Einen schönen Adventssonntag wünsche ich dir,
mit lieben Grüßen, Karin

Da könnte man fast Neidisch werden, wenn ich sehe wie du kreativ bist. Mit Origami komme ich meistens an meine Grenzen des könnens. Schön, dass es bei dir immer Weihnachtlicher aussieht, das hätte ich auch gerne bei uns!
L G Pia

Diese Sterne sind einfach, bis auf einen Schritt, die allerletzte Faltung. Oft genug gefaltet und trotzdem verbiege ich mir manchmal dabei die Finger.
Viel mehr Dekoration werde ich wohl nicht mehr in die Wohnung holen. Irgendwann reicht es. 😉
Liebe Grüße,
Karin

Eine gefüllte Woche liegt hinter dir. Du warst ja sehr umtriebig. Dass dein Vater sein Auto abgegeben hat, ist eine Erleichterung. Ich kenne viele alte Leute (inkl. mein Vater), die schliesslich durch die Umstände dazu gezwungen waren. Es ist nicht einfach zu sehen, wie die Eltern mehr und mehr abgeben. Noch vor gar nicht langer Zeit waren sie selbstbestimmt und haben die Familie am Laufen gehalten. Aber alles hat seine Zeit …

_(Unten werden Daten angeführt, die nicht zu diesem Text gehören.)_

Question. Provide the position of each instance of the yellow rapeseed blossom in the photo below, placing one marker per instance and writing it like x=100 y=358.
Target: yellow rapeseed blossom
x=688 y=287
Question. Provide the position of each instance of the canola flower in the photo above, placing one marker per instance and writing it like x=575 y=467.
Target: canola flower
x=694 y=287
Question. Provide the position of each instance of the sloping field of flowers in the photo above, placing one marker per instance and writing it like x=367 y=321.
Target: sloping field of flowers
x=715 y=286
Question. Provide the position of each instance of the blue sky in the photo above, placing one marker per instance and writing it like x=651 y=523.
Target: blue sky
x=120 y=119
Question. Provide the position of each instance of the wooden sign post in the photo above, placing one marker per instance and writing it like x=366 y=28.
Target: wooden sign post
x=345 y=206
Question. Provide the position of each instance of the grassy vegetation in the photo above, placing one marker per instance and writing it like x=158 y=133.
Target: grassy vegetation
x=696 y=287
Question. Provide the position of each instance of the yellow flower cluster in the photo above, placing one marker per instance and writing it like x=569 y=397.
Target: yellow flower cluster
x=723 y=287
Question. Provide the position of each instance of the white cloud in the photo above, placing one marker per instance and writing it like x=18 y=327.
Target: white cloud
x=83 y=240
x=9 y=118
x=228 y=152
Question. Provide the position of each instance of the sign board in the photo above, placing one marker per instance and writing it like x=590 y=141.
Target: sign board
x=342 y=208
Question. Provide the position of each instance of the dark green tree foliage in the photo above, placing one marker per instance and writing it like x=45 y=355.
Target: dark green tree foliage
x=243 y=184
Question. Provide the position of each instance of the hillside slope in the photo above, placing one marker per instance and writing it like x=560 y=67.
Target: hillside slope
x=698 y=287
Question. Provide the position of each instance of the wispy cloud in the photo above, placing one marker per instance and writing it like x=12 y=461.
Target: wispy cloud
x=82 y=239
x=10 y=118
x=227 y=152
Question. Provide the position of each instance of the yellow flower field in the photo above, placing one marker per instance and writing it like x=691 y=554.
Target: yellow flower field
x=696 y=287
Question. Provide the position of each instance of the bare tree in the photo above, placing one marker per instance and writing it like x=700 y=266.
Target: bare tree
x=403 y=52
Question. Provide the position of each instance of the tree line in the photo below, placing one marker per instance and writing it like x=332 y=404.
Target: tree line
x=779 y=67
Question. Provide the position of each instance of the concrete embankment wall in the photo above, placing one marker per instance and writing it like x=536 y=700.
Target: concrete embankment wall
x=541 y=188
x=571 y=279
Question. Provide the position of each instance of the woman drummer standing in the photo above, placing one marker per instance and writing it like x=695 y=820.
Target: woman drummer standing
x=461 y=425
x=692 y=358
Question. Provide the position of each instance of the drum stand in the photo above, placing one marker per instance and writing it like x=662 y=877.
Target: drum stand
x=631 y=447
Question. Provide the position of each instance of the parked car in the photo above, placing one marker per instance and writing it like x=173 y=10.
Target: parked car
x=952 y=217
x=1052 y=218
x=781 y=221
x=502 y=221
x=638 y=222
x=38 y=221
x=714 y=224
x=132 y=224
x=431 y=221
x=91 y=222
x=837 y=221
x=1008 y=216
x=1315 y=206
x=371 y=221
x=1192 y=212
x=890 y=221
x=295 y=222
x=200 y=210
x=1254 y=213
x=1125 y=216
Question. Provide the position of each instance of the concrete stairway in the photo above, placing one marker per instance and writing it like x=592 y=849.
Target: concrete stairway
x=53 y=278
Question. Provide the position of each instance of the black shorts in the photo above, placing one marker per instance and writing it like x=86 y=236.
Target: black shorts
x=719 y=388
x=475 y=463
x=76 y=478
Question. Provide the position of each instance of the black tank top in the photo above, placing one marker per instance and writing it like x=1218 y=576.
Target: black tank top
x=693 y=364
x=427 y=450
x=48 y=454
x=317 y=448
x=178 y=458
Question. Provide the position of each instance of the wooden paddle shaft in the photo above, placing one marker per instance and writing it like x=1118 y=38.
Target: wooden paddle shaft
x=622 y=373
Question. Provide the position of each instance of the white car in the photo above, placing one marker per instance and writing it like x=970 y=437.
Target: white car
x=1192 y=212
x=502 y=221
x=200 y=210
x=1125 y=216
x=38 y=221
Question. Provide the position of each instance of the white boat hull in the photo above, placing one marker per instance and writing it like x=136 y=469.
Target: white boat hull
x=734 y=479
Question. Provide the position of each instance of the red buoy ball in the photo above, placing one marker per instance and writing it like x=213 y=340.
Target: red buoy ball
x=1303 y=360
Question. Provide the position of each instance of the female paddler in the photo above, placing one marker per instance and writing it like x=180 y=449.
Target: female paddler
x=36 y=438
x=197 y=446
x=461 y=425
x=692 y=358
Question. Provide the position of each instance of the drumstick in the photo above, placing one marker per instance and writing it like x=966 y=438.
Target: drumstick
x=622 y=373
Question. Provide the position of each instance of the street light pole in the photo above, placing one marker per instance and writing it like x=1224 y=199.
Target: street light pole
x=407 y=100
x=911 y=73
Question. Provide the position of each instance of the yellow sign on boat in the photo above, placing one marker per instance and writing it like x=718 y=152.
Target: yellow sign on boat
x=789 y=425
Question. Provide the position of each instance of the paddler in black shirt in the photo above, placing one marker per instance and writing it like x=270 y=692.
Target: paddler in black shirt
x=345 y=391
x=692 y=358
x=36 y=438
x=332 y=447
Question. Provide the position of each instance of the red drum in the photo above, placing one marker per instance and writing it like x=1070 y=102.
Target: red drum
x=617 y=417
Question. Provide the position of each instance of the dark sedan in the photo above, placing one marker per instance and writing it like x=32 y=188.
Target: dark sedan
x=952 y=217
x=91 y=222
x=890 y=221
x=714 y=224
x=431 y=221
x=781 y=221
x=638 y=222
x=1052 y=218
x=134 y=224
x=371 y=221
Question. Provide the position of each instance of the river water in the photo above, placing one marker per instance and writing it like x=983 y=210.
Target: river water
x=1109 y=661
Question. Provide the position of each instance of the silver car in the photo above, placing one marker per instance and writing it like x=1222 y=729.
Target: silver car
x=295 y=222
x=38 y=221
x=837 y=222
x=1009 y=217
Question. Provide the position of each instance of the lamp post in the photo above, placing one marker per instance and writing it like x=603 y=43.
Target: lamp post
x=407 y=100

Eine schöne Woche wünsche ich dir.

Regula

Du sagst es. Zu beobachten, wie der Bewegungsradius der Eltern kleiner wird, wie Alltag schwerer zu bewältigen ist, der Fels in der Brandung sich zum Kiesel abgeschliffen hat fällt schwer, aber gehört zum Leben.
Viele Grüße,
Karin

danke für diesen spannenden blogpost! das video von kaleo hab ich aufgesogen, beide bücher bestellt (eins für herrn mano, eins für mich), die farbexperimente genossen, deinen vater bewundert (das steht uns auch bevor…) und jetzt lust bekommen zu backen. nur rosenkohl ess ich lieber zu kartoffeln ;)!
liebe grüße
mano

Ich bin wirklich stolz, wie mein Vater seine veränderte Lebenssituation meistert. So schnell, wie er sich von seinem Auto verabschiedet hat, war völlig unerwartet. Ich hatte mich auf einen längeren Prozess vorbereitet.
Kaleo entdeckte ich für mich bei meinem zweiten Islandbesuch und ich höre, sehe ihre Videos einfach gerne.
Viel Spaß beim falten! 😊
Liebe Grüße aus dem Wartezimmer beim Zahnarzt,
Karin

Liebe Karin,
da staune ich mal wieder, was du so alles werkelst!! Du machst dir sogar die Tinte selber – unglaublich. Aber sieht sehr schön aus!
Super, dass dein Vater diesen großen Schritt gewagt hat, sein Auto abzugeben!
Hab noch eine wunderschöne Adventszeit und sei ganz herzlich gegrüßt
Ingrid

Liebe Ingrid,
laut Definition ist Tinte (stark) gefärbtes Wasser oder färbendes Wasser und garantiert hast du damit auch schon Erfahrungen gesammelt, z. B. wenn du Obst und Gemüse einkochst. Wer weiß wie oft ließ ich dabei Gemüse und Obst links liegen und holte mir Pinsel und Papier, weil die Farbe so schön ist. 😀
Für den Vater war das Abgeben des Autos ein großer Schritt, den er allerdings selbst getroffen hat und mit klarem Kopf gegangen ist. Zum Schluss hat er das Auto mehr als Ballast gesehen, als dass es ihm das Gefühl von Freiheit und Selbstständigkeit gegeben hat.